Whitt Hall

Whitt Hall

Constructed in 1928, Whitt Hall (originally named McGuffey Hall) is an academic building on the campus of Radford University. Whitt Hall was constructed with load bearing brick masonry walls, steel joist and concrete floors, and embedded structural steel lintels over rough openings. As a transitional era building, the structural steel elements were embedded directly into and bearing upon the masonry wall systems. The attic framing system was constructed of wood framing and decking that bear on interior and exterior masonry walls.

Many modifications had been made to the building over the years including replacement of the original windows, reconfiguration of the interior spaces, installation of heating and air conditioning systems above drop ceilings, and installation of handicap access points in the building.  However, for the most part, the building had retained its primary look and character for almost 90 years without significant repair or maintenance to the exterior beyond roof gutter improvements and window reconfigurations.

At the request of the University, WDP was engaged to perform a condition assessment of the exterior façade and roofing to identify conditions that would need to be corrected or improved during a scheduled renovation of the 28,827 SF building.

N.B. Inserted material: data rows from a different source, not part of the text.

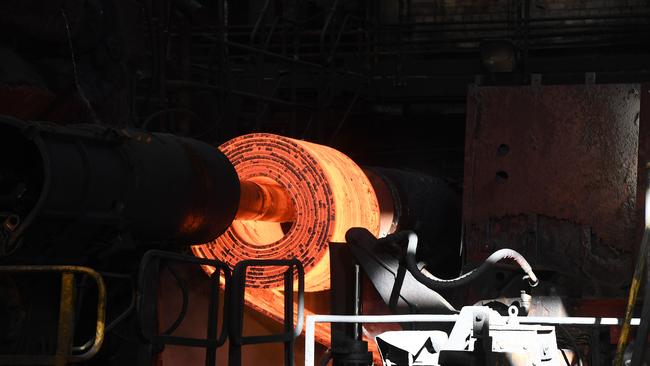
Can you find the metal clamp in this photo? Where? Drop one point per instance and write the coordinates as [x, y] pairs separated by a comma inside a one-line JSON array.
[[65, 333]]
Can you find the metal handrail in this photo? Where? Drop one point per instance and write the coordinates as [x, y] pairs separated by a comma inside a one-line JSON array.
[[65, 333]]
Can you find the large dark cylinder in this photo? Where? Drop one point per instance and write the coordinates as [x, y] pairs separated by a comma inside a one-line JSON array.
[[85, 180]]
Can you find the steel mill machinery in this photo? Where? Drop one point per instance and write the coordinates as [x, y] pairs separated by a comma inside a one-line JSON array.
[[164, 250]]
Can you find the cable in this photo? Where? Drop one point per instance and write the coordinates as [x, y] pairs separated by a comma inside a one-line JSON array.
[[436, 283]]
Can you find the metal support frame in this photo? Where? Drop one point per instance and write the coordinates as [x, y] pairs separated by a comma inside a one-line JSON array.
[[147, 308], [236, 309], [65, 334]]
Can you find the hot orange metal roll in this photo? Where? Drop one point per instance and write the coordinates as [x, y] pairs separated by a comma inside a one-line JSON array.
[[319, 190]]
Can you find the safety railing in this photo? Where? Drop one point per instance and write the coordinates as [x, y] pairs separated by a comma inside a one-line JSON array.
[[65, 334]]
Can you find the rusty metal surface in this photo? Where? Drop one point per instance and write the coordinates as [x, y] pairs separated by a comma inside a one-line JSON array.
[[551, 171]]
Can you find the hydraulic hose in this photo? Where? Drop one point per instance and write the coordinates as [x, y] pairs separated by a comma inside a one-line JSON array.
[[436, 283]]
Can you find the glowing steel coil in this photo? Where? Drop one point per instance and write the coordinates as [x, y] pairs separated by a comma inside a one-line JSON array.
[[320, 190]]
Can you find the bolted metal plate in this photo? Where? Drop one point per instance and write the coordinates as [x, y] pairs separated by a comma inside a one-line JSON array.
[[551, 171]]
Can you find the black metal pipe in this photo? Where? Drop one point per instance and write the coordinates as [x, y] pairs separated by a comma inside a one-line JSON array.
[[93, 179]]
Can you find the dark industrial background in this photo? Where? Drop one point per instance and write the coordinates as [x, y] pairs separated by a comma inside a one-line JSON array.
[[537, 112]]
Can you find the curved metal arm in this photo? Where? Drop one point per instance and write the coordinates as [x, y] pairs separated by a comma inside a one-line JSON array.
[[436, 283]]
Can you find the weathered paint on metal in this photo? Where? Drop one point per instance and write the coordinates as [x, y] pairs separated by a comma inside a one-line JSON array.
[[551, 171]]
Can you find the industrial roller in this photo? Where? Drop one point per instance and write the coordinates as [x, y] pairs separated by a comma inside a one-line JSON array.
[[296, 198]]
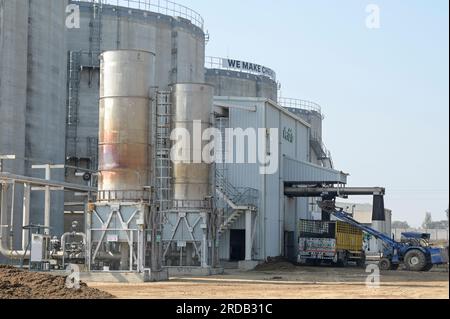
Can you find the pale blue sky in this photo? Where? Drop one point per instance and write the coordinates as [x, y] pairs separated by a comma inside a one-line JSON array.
[[384, 92]]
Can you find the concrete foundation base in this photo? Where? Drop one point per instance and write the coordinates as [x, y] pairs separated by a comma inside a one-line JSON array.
[[194, 271], [152, 276], [248, 264], [124, 277]]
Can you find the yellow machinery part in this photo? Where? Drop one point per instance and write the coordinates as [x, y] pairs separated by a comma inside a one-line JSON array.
[[348, 237]]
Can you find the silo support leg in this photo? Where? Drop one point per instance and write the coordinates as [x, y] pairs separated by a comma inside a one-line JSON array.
[[248, 235]]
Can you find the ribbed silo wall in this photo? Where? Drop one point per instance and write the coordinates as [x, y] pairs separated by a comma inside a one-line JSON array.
[[32, 98], [46, 100]]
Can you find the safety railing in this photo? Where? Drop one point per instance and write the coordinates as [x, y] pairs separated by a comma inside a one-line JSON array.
[[158, 6], [299, 104], [212, 62], [129, 195]]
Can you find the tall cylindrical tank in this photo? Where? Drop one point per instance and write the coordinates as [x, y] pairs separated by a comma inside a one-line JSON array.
[[126, 77], [46, 98], [32, 97], [191, 103], [13, 81], [179, 45]]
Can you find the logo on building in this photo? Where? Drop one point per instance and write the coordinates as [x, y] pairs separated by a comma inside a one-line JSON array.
[[288, 135]]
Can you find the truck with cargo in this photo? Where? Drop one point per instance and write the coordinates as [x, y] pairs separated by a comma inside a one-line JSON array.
[[332, 242]]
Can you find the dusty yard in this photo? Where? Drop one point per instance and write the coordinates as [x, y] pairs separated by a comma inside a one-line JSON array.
[[291, 283]]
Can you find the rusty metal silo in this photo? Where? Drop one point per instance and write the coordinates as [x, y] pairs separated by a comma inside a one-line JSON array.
[[125, 124]]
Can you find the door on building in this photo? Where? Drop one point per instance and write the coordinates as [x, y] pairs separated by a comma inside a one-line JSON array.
[[289, 245], [237, 244]]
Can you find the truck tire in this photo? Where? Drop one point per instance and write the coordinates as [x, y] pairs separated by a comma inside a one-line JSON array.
[[385, 264], [428, 267], [395, 266], [415, 260], [343, 260], [361, 262]]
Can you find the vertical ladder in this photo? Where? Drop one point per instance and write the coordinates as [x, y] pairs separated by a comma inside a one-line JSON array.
[[163, 174], [95, 38], [92, 152], [73, 103]]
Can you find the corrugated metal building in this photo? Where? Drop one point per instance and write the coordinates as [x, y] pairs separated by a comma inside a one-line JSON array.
[[274, 231]]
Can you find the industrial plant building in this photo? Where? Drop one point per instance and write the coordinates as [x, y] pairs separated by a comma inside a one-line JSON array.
[[95, 104]]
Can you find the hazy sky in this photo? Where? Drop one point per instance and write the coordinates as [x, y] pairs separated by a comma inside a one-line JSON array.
[[384, 92]]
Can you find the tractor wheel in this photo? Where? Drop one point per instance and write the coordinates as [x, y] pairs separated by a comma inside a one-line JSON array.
[[361, 262], [395, 266], [428, 267], [415, 260], [385, 264], [343, 260]]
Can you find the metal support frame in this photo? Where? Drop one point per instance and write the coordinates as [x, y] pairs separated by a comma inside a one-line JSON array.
[[131, 228], [197, 234]]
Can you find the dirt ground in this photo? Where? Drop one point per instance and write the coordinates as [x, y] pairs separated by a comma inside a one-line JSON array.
[[291, 282], [19, 284]]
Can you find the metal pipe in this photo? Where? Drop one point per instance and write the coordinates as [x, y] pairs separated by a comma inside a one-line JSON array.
[[332, 191], [248, 235], [26, 214], [6, 178], [63, 242], [42, 182]]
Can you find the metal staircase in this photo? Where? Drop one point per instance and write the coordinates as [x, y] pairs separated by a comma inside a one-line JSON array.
[[234, 201]]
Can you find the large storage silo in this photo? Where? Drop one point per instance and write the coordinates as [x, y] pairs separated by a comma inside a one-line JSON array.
[[32, 95], [13, 81], [173, 32], [124, 145], [192, 103], [46, 98]]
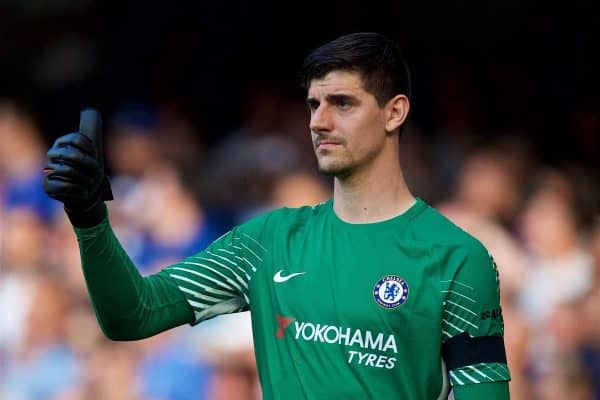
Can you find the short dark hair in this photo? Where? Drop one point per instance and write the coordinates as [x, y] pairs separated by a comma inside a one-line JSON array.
[[376, 58]]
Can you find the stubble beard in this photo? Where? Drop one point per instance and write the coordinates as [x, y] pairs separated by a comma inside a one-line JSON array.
[[335, 168]]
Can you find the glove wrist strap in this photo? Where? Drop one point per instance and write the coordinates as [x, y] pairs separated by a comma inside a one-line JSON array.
[[89, 217]]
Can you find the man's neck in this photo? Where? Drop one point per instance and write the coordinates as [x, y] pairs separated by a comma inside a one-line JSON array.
[[371, 196]]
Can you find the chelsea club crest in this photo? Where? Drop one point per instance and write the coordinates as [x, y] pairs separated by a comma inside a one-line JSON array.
[[390, 291]]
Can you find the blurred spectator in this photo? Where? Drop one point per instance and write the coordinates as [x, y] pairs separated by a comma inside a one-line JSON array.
[[561, 268], [21, 155], [45, 366]]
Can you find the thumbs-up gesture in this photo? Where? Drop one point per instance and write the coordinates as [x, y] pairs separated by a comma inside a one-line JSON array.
[[74, 172]]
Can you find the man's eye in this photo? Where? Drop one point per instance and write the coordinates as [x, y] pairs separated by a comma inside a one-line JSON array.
[[344, 105]]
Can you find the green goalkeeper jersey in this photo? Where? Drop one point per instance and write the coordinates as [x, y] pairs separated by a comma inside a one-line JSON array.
[[398, 309]]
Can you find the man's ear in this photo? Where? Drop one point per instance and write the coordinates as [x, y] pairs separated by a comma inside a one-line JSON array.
[[397, 111]]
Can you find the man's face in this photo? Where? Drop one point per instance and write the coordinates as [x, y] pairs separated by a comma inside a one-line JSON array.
[[346, 123]]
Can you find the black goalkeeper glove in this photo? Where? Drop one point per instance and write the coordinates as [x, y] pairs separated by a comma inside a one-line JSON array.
[[74, 172]]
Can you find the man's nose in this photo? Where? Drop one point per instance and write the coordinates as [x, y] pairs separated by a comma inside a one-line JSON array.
[[320, 119]]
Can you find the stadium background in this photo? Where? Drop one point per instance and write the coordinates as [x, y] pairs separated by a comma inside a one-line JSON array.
[[206, 126]]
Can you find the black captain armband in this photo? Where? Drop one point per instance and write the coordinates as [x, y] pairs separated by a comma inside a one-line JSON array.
[[462, 350]]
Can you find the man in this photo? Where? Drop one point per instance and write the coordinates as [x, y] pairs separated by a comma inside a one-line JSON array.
[[372, 294]]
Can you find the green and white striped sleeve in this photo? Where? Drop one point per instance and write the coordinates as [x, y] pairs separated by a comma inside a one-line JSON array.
[[472, 324], [216, 280]]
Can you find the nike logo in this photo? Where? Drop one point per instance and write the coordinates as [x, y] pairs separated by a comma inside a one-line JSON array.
[[278, 278]]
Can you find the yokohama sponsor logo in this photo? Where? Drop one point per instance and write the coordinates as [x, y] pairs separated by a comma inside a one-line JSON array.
[[332, 334]]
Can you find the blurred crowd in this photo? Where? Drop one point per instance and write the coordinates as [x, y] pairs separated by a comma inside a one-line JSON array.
[[174, 195]]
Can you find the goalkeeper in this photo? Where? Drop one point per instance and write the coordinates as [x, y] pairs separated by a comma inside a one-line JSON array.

Conceptual repair recommendations were developed to be incorporated into this renovation with the intent to provide a minimum 50-year service life extension for the University.

WDP’s evaluation included visual, tactile and probe observations of the exterior façade, windows, cast stone, and slate roofing elements. The evaluation also included masonry wall water penetration rate and leakage testing. Our evaluation determined that the brick masonry wall systems were overall in good condition for a structure of its age; however, select repairs were recommended to address movement in the exterior wythe of the masonry due to fractured headers or insufficient lateral restraint around embedded steel elements.

Based upon the results of the masonry water penetration testing and observation of water leakage in select areas, tuck pointing was recommended to improve the overall water penetration resistance of the wall system. Flashing was not observed on spandrel beams or loose laid lintels, which was leading to corrosion and expansion into the masonry resulting in cracking in the exterior wythe.

WDP observed the original slate roof to be leaking mostly due to deteriorated underlayment, therefore, it was recommended to be replaced. In addition, the wood deck boards in many of these locations were visibly stained and damaged, and often, the slate shingles could be seen through the damaged deck boards. As a result, damaged wood beams, joists and decking were also recommended to be repaired or replaced in local areas of deterioration.

WDP also provided an engineer’s cost estimate for construction based on the areas and types of repairs that were recommended, as well as conceptual drawings detailing the general locations where each repair should take place.